Several local business leaders declined to comment Wednesday, not having seen the proposal. But it’s a safe bet that any plan to raise taxes on business would be met with strong opposition.

The campaign could create a labor-student alliance similar to that forged with Latino workers through labor’s recent support for immigration reform, Contreras said. It also would address employers’ needs for more skilled workers.

“This is taking us to a whole new level,” said Contreras, the son of migrant farmworkers who cut his labor teeth as an organizer working with Cesar Chavez.

Since taking the top federation job eight years ago, he has been credited with building one of the nation’s strongest and most aggressive local labor movements.

The education plan is one of three initiatives set to come out of the full-day labor congress, which draws together bodies with vastly differing histories and cultures, ranging in size from the giant Service Employees International Union, with a third of the federation’s 800,000 members, to a tiny association representing 17 port pilots. About 250 unions will be represented, Contreras said.
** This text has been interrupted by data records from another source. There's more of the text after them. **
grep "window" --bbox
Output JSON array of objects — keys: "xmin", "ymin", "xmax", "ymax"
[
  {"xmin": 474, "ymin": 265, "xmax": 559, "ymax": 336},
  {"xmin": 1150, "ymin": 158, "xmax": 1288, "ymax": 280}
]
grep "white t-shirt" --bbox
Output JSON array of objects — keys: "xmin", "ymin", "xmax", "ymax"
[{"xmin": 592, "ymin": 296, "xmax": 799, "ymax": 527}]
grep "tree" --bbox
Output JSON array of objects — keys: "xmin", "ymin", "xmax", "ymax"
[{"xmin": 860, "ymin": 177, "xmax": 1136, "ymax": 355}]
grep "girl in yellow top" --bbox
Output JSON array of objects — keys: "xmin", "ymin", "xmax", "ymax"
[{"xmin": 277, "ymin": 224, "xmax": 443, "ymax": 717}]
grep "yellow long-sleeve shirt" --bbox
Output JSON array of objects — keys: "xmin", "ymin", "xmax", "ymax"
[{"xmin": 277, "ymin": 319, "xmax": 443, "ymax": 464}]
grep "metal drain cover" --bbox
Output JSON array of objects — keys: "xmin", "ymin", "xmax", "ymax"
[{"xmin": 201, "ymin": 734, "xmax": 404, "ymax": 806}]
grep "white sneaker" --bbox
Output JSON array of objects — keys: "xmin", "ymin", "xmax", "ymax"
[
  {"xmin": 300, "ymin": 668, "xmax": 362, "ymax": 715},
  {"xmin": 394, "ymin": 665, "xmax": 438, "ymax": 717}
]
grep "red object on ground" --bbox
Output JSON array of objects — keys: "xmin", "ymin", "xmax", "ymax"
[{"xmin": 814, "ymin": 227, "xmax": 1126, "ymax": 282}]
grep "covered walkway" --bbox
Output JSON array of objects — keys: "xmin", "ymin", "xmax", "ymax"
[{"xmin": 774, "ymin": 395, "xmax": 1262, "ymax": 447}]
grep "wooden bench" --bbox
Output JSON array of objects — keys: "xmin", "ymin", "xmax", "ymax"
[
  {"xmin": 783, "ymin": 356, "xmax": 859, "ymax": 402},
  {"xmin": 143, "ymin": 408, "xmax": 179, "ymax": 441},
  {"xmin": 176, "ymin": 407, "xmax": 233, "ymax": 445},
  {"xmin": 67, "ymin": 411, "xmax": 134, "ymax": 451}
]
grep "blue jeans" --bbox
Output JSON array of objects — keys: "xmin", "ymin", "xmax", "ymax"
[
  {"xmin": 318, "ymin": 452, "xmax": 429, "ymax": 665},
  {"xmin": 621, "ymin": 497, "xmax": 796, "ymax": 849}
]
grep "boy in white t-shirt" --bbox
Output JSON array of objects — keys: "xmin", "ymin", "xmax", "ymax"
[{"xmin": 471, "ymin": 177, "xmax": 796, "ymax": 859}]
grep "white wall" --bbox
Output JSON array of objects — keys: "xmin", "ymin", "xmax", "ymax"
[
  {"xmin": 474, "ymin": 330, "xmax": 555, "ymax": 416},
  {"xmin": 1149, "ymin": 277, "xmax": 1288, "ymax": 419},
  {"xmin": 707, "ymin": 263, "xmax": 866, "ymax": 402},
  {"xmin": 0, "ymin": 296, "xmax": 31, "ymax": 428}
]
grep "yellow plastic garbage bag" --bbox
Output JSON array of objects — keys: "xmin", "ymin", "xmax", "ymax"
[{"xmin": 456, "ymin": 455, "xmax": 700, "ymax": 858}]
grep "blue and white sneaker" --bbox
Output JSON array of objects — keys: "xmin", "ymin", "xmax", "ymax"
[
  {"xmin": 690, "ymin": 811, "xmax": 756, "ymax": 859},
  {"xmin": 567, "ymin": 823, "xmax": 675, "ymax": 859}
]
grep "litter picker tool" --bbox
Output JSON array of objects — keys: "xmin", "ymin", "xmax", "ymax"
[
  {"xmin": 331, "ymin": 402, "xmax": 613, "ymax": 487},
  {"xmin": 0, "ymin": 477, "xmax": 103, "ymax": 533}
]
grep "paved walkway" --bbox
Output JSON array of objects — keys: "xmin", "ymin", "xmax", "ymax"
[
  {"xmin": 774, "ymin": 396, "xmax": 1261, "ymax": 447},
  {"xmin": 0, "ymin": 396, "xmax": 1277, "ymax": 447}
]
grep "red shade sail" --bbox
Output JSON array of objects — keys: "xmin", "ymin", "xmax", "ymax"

Delegates also are expected to approve an increase in contributions to the federation -- from 37 cents to 50 cents a month per member -- to build a $1-million fund that could aid unions during high-profile disputes, such as last year’s supermarket strike and lockout.


In all, it is seen as an ambitious agenda for a regional labor council and comes as some prominent labor leaders are questioning the need for such bodies altogether.

“For many central labor councils, it’s unclear what purpose they do serve,” said Harley Shaiken, a professor of sociology at UC Berkeley who closely follows labor. “What Miguel Contreras is showing here is that there is potentially a regional dimension to unionism. He is taking labor back to its roots by making it a voice for working people.”

Los Angeles has the highest rate of so-called undereducated adults of any major U.S. metropolitan area, according to a recent study, and employers here often complain of an inadequately trained workforce. That makes any plan to improve access to higher education in the city worth looking at, said Ross DeVol, director of regional economics at the Milken Institute.

DeVol said the proposal was likely to run into opposition unless businesses had some control over the classes and training provided. He also thought there should be matching funds from a government or other source.

“It’s a novel approach to try and find a solution that should benefit business,” he said, “but I’m not sure that it’s completely thought through.”

Many details are still missing from Contreras’ plan, however, including the funding mechanism and anticipated cost.


As envisioned, Los Angeles residents would be guaranteed tuition at one of the 21 community colleges in the county, Contreras said, along with about $1,000 a year for books, and, if necessary, tools to learn trades. Contreras said he hoped a successful campaign would inspire others in California and across the country.

Even if the initiative fails, Shaiken said, labor’s image probably will benefit from its association with a broader cause. “There’s no guarantee of winning any of this,” he said, “but at the end of the day, labor will be far better off because of the effort.”

Labor could use the help. Despite a decade of attempts to rebuild a vibrant national movement, membership continues to shrink, partly because of changing economics. And union leaders have been hit with a series of recent defensive fights over rules governing overtime pay and ergonomics and reporting regulations for union bodies, all of which they have lost.

Los Angeles has been one of labor’s bright spots in that otherwise gloomy picture, in part because of moves by Contreras to build a strong union movement.